Sarà giudicato a livello disciplinare davanti al tribunale del Tempio di Giove (indirizzo in cui ha sede il Dipartimento Risorse umane del Campidoglio) anche l'agente che, nel frattempo, è stato denunciato alla Procura per i reati di epidemia colposa e peculato d'uso in relazione alla condotta sul luogo di lavoro. Sia lui che la moglie sono stati, inoltre, sanzionati per la violazione delle disposizioni del Governo in materia di libera circolazione, la donna anche per avere espletato un'attività vietata, se non l'esercizio abusivo della professione. Sanzioni che vanno da un minimo di 400 a un massimo di tremila euro.

LA CHAT
Un vero salasso per P.B.D.A., che ambiva, invece, a vedersi riconosciuto nello stipendio uno straordinario da ben 450 euro. Il sindacalista dell'Ospol, infatti, alla vigilia delle festività del 25 aprile e del 1 maggio, aveva invitato numerosi colleghi, altri sindacalisti e funzionari della Polizia locale di Roma Capitale a unirsi a una chat di WhatSApp in cui aveva diffuso un messaggio vocale decisamente perentorio con l'intenzione di boicottare il piano del Comando per i controlli anti-Covid sulle strade. «Se non ci danno 450 euro di straordinari per strada a fare i controlli ci vanno loro», urlava.
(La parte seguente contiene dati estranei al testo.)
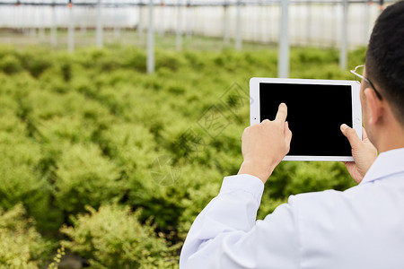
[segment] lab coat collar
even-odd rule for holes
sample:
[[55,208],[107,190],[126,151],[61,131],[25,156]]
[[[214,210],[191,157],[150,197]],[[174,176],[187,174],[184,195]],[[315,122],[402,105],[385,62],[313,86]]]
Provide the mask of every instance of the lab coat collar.
[[398,173],[404,173],[404,148],[380,153],[364,175],[361,184]]

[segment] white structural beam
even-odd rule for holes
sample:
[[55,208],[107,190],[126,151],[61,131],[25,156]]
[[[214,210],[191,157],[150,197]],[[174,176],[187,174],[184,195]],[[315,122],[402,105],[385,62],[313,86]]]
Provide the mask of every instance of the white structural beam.
[[180,5],[180,0],[177,1],[177,38],[176,48],[177,50],[182,50],[182,7]]
[[289,76],[289,0],[281,0],[277,76],[281,78]]
[[147,73],[154,73],[154,30],[153,22],[153,0],[149,0],[149,27],[147,29]]
[[227,3],[223,7],[223,41],[224,46],[229,46],[229,7]]
[[347,69],[347,0],[342,2],[341,44],[339,48],[339,68]]
[[241,50],[242,47],[242,1],[237,0],[237,15],[236,15],[236,40],[235,49]]
[[56,8],[52,6],[52,25],[50,26],[50,44],[52,47],[57,45],[57,15]]
[[73,13],[73,7],[69,6],[69,27],[67,33],[67,50],[69,52],[75,51],[75,16]]
[[97,3],[97,48],[102,48],[102,14],[101,14],[101,3],[98,0]]

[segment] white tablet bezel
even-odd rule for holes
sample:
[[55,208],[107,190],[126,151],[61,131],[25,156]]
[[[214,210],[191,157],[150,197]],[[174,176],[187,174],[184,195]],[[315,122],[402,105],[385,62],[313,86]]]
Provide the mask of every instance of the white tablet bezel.
[[[321,85],[348,85],[352,91],[352,122],[353,128],[362,139],[362,108],[359,99],[360,84],[356,81],[339,80],[311,80],[311,79],[282,79],[282,78],[259,78],[253,77],[250,80],[250,123],[254,125],[260,123],[259,115],[259,83],[290,83],[290,84],[321,84]],[[293,138],[292,138],[293,139]],[[352,156],[303,156],[286,155],[283,161],[353,161]]]

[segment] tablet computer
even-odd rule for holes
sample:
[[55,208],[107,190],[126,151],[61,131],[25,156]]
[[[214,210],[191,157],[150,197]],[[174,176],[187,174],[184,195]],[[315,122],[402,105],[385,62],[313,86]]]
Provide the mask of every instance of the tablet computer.
[[252,78],[250,125],[274,120],[280,103],[287,106],[292,131],[284,161],[354,161],[341,124],[362,138],[360,85],[356,81]]

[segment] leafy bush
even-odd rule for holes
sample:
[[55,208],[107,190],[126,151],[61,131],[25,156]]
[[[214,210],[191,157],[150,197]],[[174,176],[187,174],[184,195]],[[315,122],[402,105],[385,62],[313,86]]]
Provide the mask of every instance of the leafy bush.
[[90,213],[73,219],[61,231],[71,239],[63,245],[89,259],[92,268],[172,268],[177,258],[150,221],[141,224],[139,211],[116,204],[87,206]]
[[35,269],[43,265],[49,243],[35,230],[22,204],[0,207],[0,265],[2,268]]
[[[352,52],[349,65],[362,64],[364,51]],[[93,268],[177,267],[172,253],[195,217],[239,169],[248,82],[277,75],[277,51],[157,50],[154,74],[145,62],[133,47],[0,47],[0,207],[29,223],[19,230],[25,239],[12,242],[0,216],[4,263],[45,263],[26,247],[42,242],[34,219],[54,242],[65,223],[64,244]],[[292,49],[291,76],[352,78],[335,50],[312,48]],[[234,89],[247,92],[242,101]],[[206,124],[212,111],[225,122],[217,133]],[[353,184],[334,162],[282,162],[269,181],[259,218],[290,195]]]
[[22,70],[20,61],[13,55],[8,55],[0,59],[0,71],[12,74]]
[[65,149],[57,168],[55,199],[60,210],[78,213],[86,204],[98,206],[119,198],[119,170],[97,145],[75,144]]

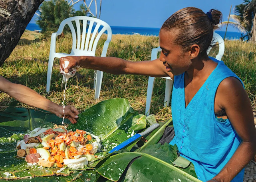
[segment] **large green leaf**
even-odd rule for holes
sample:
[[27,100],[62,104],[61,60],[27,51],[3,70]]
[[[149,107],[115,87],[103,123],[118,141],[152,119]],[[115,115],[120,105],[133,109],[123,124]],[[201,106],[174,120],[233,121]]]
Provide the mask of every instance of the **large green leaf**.
[[146,137],[146,139],[148,140],[147,142],[143,145],[140,149],[139,149],[137,151],[141,151],[141,150],[143,150],[148,146],[157,143],[163,136],[165,128],[167,126],[172,124],[172,121],[173,119],[172,118],[167,120],[165,122],[159,123],[160,126],[159,127]]
[[117,130],[134,113],[127,99],[107,100],[80,114],[77,123],[69,125],[68,129],[86,130],[103,139]]
[[[123,174],[130,163],[126,173]],[[177,181],[178,179],[181,181],[200,181],[169,163],[142,153],[127,152],[111,156],[97,171],[113,181],[122,180],[120,178],[123,174],[124,181]],[[156,174],[161,174],[164,175]]]
[[[118,180],[120,178],[123,180],[129,181],[132,178],[135,180],[138,176],[140,176],[143,180],[150,179],[154,181],[155,177],[153,176],[153,174],[159,172],[154,171],[155,169],[153,166],[155,164],[156,166],[159,166],[156,171],[161,169],[159,174],[162,172],[163,170],[166,172],[171,171],[172,174],[176,174],[173,176],[175,178],[180,177],[182,181],[188,179],[188,181],[192,181],[191,179],[194,180],[188,174],[194,173],[193,166],[191,167],[190,165],[189,167],[183,169],[188,172],[187,173],[172,165],[171,159],[174,161],[177,159],[175,157],[171,157],[172,155],[175,156],[175,153],[172,150],[175,151],[177,149],[167,144],[164,145],[157,144],[154,146],[162,137],[166,126],[171,124],[171,120],[165,123],[161,123],[161,127],[146,136],[148,141],[144,145],[145,146],[139,149],[140,152],[129,152],[136,144],[134,143],[117,153],[108,154],[108,151],[115,146],[132,136],[135,132],[144,129],[146,126],[147,119],[148,123],[151,124],[155,122],[154,118],[150,117],[147,118],[143,114],[135,112],[127,100],[118,98],[99,103],[87,109],[79,116],[77,123],[69,124],[67,129],[73,130],[76,129],[83,130],[99,136],[102,140],[103,151],[105,151],[97,155],[103,155],[104,157],[88,165],[83,170],[77,169],[76,171],[66,168],[63,170],[63,172],[57,173],[56,168],[38,168],[38,166],[30,167],[26,165],[24,159],[14,157],[16,152],[16,143],[13,140],[17,140],[21,137],[19,134],[24,134],[25,131],[36,127],[52,127],[53,126],[53,123],[60,124],[62,119],[44,111],[24,108],[10,107],[5,112],[0,112],[0,117],[2,116],[4,118],[0,122],[0,132],[2,133],[0,134],[0,137],[2,137],[0,139],[4,144],[0,145],[0,149],[2,150],[0,150],[0,157],[3,159],[0,163],[0,171],[3,175],[4,174],[6,174],[6,172],[12,174],[11,176],[14,178],[12,180],[32,177],[32,179],[16,180],[21,181],[71,181],[74,179],[76,179],[76,181],[110,181]],[[66,120],[65,122],[69,123]],[[11,138],[11,141],[10,141],[8,137],[11,136],[14,139]],[[165,152],[165,156],[163,154],[164,152]],[[147,161],[151,164],[149,164],[151,166],[149,166],[151,167],[151,170],[143,166],[144,164],[147,164]],[[131,164],[131,165],[128,167]],[[93,169],[95,168],[97,169],[97,172]],[[137,169],[140,169],[134,171]],[[144,171],[145,170],[146,170]],[[56,175],[68,176],[56,176]],[[54,176],[50,176],[52,175]],[[42,177],[44,176],[45,177]],[[167,176],[170,178],[168,181],[175,181],[171,176]],[[165,181],[166,178],[167,179],[163,178],[163,181]],[[156,181],[159,181],[158,178]]]

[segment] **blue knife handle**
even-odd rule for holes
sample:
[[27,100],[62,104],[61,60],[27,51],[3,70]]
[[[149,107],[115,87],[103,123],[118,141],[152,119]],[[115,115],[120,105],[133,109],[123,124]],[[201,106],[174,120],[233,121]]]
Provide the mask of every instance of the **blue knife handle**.
[[122,149],[131,143],[132,143],[133,141],[135,141],[141,136],[139,134],[135,134],[130,138],[127,139],[125,141],[118,145],[116,147],[109,151],[109,153],[112,153],[112,152],[115,152],[115,151],[117,151],[118,150]]
[[111,150],[110,151],[109,151],[109,153],[112,153],[112,152],[115,152],[115,151],[117,151],[120,149],[122,149],[130,143],[133,143],[133,141],[134,141],[135,140],[136,140],[141,136],[143,136],[148,134],[149,133],[150,133],[151,132],[153,131],[159,126],[159,124],[158,123],[156,123],[155,124],[152,125],[145,131],[142,132],[141,133],[139,133],[138,134],[136,134],[130,138],[123,142],[122,143],[117,146],[116,147],[114,148],[113,149]]

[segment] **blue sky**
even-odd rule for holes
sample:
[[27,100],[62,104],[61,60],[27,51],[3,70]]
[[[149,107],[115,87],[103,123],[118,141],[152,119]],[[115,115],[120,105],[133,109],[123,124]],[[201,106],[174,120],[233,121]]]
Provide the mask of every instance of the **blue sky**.
[[[86,0],[86,2],[89,2]],[[99,0],[98,2],[99,8]],[[242,3],[242,0],[102,0],[100,19],[110,26],[160,28],[165,21],[174,12],[183,8],[194,6],[206,12],[211,9],[220,11],[223,21],[227,21],[230,6],[231,14],[235,5]],[[76,4],[75,10],[80,4]],[[94,4],[91,7],[95,12]],[[35,15],[31,23],[35,23]],[[220,30],[225,31],[226,25]],[[237,31],[231,26],[228,31]]]

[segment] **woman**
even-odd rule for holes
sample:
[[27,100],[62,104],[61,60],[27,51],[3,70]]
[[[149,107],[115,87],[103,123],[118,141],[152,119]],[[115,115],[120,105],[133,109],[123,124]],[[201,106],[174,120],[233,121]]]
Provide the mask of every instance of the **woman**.
[[[52,112],[63,117],[63,106],[56,104],[41,96],[35,91],[22,85],[14,83],[0,76],[0,91],[6,93],[16,100],[29,105]],[[78,110],[71,106],[65,106],[65,118],[70,122],[76,123]]]
[[[242,181],[243,169],[256,153],[252,107],[240,79],[206,53],[222,15],[194,7],[175,12],[162,26],[162,52],[152,61],[68,56],[60,59],[61,69],[67,73],[80,66],[113,74],[170,76],[176,135],[170,144],[192,162],[200,180]],[[64,69],[65,61],[69,62]]]

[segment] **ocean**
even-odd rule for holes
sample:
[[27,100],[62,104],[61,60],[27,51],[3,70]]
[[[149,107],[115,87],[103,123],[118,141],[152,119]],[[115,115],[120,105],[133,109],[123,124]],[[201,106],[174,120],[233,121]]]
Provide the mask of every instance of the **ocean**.
[[[141,35],[159,35],[160,28],[145,28],[140,27],[117,27],[111,26],[112,34]],[[35,30],[40,30],[38,25],[35,23],[29,23],[26,29],[34,31]],[[217,33],[224,38],[225,32],[224,31],[215,31]],[[239,39],[241,37],[241,33],[236,32],[227,31],[226,38],[229,40]]]

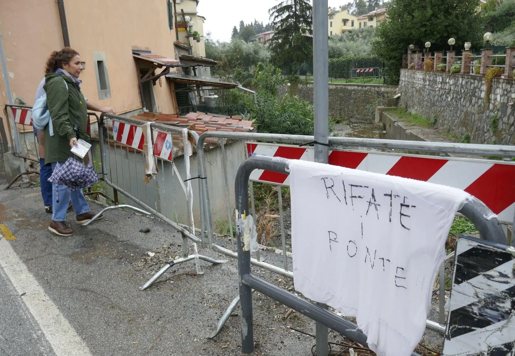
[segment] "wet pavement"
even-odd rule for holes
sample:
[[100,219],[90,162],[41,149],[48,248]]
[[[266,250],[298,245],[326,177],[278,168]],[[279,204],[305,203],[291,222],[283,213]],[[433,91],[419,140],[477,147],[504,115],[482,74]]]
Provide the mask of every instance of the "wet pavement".
[[[138,287],[161,266],[163,260],[146,259],[147,251],[165,246],[180,253],[182,239],[168,225],[156,218],[116,210],[108,211],[103,220],[82,227],[76,225],[71,212],[68,225],[75,235],[61,238],[46,230],[50,215],[44,212],[38,189],[4,191],[5,187],[0,185],[0,226],[4,224],[16,240],[0,241],[0,249],[4,252],[12,249],[10,257],[26,268],[27,274],[33,278],[33,284],[48,298],[46,301],[52,302],[69,323],[79,341],[85,345],[85,353],[80,354],[241,353],[237,316],[229,318],[217,336],[207,338],[238,293],[235,260],[217,266],[201,261],[205,272],[202,275],[195,273],[193,261],[176,265],[159,283],[141,292]],[[102,207],[92,202],[91,208],[98,211]],[[150,232],[139,232],[144,227]],[[230,248],[229,240],[218,243]],[[225,259],[207,249],[199,248],[199,253]],[[282,259],[273,252],[263,251],[262,256],[267,262],[282,265]],[[142,264],[143,260],[147,262]],[[291,266],[291,260],[289,263]],[[0,267],[0,355],[67,354],[58,353],[54,349],[58,349],[56,340],[65,344],[68,337],[59,335],[59,330],[53,331],[52,325],[42,327],[44,320],[38,320],[33,315],[34,310],[27,307],[28,299],[25,298],[30,293],[22,291],[33,285],[24,284],[26,281],[12,280],[12,273],[8,275],[4,269]],[[286,288],[293,285],[293,281],[282,280],[261,268],[254,269],[267,280]],[[22,275],[14,275],[18,278]],[[285,319],[287,309],[262,295],[255,294],[253,300],[256,347],[251,354],[311,354],[314,339],[287,327],[314,333],[314,322],[296,313]],[[239,310],[238,307],[235,311]],[[53,339],[52,332],[60,338]],[[54,340],[54,344],[49,340]]]
[[333,128],[335,133],[340,137],[354,137],[358,139],[389,139],[383,129],[376,127],[373,123],[350,122],[345,124],[337,124]]

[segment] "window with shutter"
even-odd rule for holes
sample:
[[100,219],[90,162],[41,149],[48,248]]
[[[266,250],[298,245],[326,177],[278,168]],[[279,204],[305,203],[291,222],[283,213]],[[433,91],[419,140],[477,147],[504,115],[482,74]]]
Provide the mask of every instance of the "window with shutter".
[[171,30],[174,29],[173,5],[170,2],[170,0],[166,0],[166,5],[168,7],[168,27]]

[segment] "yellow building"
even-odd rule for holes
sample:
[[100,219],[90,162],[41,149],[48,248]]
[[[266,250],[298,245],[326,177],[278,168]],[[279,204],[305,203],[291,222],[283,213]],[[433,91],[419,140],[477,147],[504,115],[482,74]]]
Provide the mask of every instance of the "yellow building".
[[329,8],[328,16],[328,35],[330,36],[342,33],[348,30],[357,28],[357,18],[349,14],[347,9],[340,7],[339,10],[332,11],[331,8]]
[[[193,26],[191,29],[192,31],[198,32],[200,37],[197,40],[194,40],[193,38],[189,38],[190,43],[192,47],[193,54],[201,57],[205,56],[205,47],[204,42],[204,21],[205,18],[200,16],[197,12],[197,0],[174,0],[177,14],[177,20],[184,24],[182,19],[183,12],[184,17],[187,16],[190,18],[190,21],[193,22]],[[181,27],[179,30],[179,40],[183,43],[187,43],[188,38],[187,29],[188,26],[186,25],[179,25],[179,26],[185,26],[185,27]],[[200,42],[197,42],[200,40]]]
[[386,21],[388,10],[386,8],[378,9],[358,17],[358,28],[376,27],[383,21]]

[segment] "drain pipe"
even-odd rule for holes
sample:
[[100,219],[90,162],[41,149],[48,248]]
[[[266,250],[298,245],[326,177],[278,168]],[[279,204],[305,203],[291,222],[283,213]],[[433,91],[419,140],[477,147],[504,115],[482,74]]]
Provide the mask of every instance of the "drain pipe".
[[243,90],[245,92],[248,92],[249,93],[250,93],[251,94],[253,95],[254,104],[255,104],[256,105],[258,105],[258,95],[256,94],[256,92],[255,91],[254,91],[253,90],[251,90],[250,89],[248,89],[246,88],[244,88],[242,86],[238,86],[237,88],[238,89],[241,90]]
[[64,0],[57,0],[59,9],[59,19],[61,20],[61,30],[63,33],[63,42],[64,47],[70,47],[70,36],[68,35],[68,25],[66,22],[66,13],[64,12]]

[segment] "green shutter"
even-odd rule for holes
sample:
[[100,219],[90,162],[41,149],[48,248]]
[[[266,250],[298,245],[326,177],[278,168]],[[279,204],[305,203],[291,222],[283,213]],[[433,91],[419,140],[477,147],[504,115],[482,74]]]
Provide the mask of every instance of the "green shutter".
[[168,6],[168,27],[171,30],[174,29],[174,11],[170,0],[166,0],[166,5]]

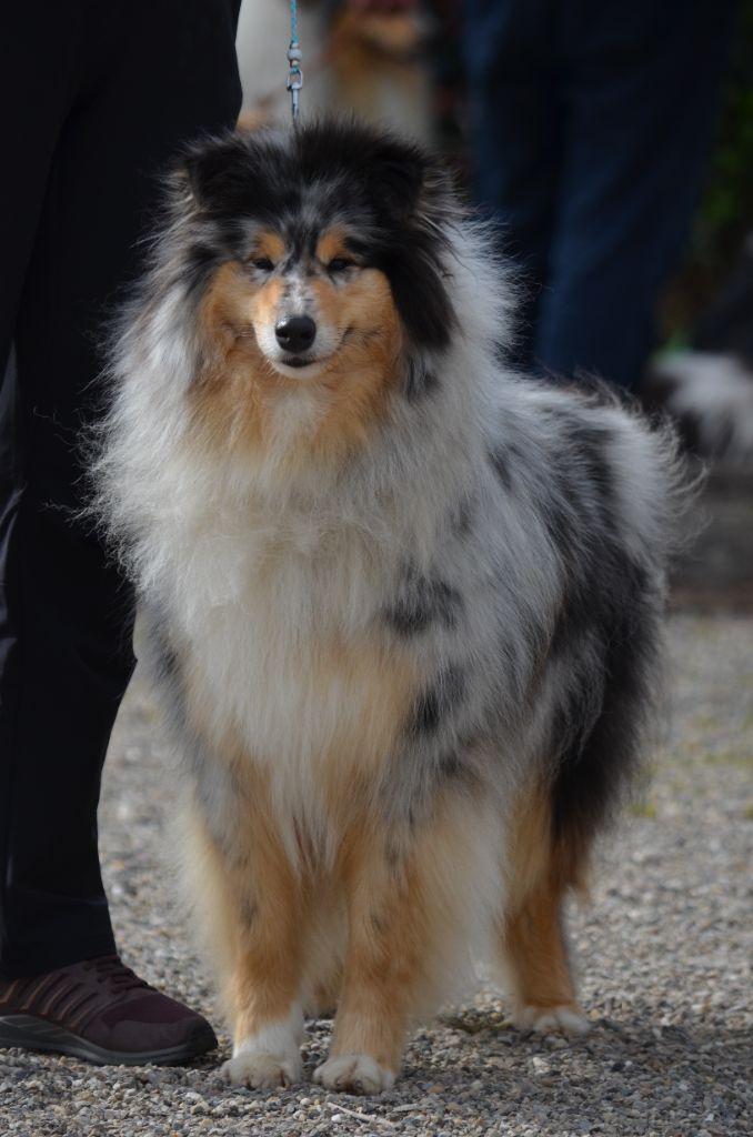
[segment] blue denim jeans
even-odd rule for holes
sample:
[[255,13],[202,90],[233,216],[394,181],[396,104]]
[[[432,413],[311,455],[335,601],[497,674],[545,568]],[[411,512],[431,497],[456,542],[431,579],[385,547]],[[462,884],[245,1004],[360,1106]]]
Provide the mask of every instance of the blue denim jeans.
[[713,139],[735,0],[464,0],[475,191],[515,363],[635,388]]

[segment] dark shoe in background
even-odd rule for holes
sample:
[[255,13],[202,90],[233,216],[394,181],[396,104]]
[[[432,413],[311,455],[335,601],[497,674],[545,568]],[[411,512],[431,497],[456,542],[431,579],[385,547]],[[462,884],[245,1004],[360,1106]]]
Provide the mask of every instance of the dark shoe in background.
[[206,1019],[139,979],[117,955],[0,980],[0,1047],[97,1065],[174,1065],[216,1045]]

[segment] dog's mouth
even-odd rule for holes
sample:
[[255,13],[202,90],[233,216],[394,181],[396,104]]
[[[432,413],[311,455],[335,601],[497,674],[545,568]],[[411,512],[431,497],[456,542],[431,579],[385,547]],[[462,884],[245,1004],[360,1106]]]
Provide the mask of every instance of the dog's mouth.
[[311,367],[313,363],[318,363],[316,356],[283,356],[280,363],[286,367],[295,367],[299,371],[303,367]]

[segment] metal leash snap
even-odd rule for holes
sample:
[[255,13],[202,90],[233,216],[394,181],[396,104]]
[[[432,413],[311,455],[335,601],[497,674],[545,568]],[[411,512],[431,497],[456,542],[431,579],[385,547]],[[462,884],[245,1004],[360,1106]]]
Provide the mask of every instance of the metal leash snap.
[[300,69],[303,51],[298,45],[298,6],[297,0],[290,0],[290,47],[288,48],[288,90],[293,126],[298,121],[300,109],[300,89],[304,85],[304,73]]

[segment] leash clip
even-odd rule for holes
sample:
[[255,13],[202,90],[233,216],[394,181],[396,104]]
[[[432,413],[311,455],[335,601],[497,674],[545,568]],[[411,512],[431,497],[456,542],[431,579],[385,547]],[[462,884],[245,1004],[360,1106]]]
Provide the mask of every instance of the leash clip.
[[290,47],[288,48],[288,63],[290,65],[290,70],[288,73],[288,90],[290,91],[293,123],[298,118],[298,111],[300,109],[299,92],[301,86],[304,85],[304,73],[300,69],[301,59],[303,59],[303,51],[298,47],[298,41],[291,40]]

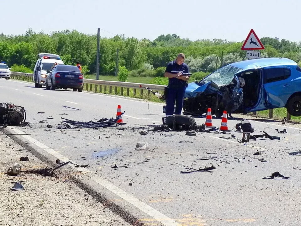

Una sorta di chiamata alle armi, insomma, per tutti i colleghi del Corpo dei vigili. Che però hanno reagito al contrario.

SOSPETTA TRUFFA
L'agente non si aspettava, infatti, una reazione compatta dei colleghi che hanno preferito abbandonare la chat o, comunque, non dare seguito alla protesta che ritenevano non consona a un momento di particolare criticità e di richiamo al senso di responsabilità collettiva per arginare la minaccia del virus. Su P.B.D.A. pende un altro procedimento aperto da piazzale Clodio e in mano alla pm Laura Condemi dal momento che sarebbe coinvolto in una sospetta truffa nelle vendite auto.
Tramite la moglie che, precedentemente, aveva una edicola ai Colli Albani, avrebbe convinto ignari clienti a versare un anticipo per ottenere a prezzi vantaggiosi vetture che riportavano sulla carrozzeria loghi pubblicitari. Ma a fronte dei soldi versati, quelle auto non erano mai arrivate.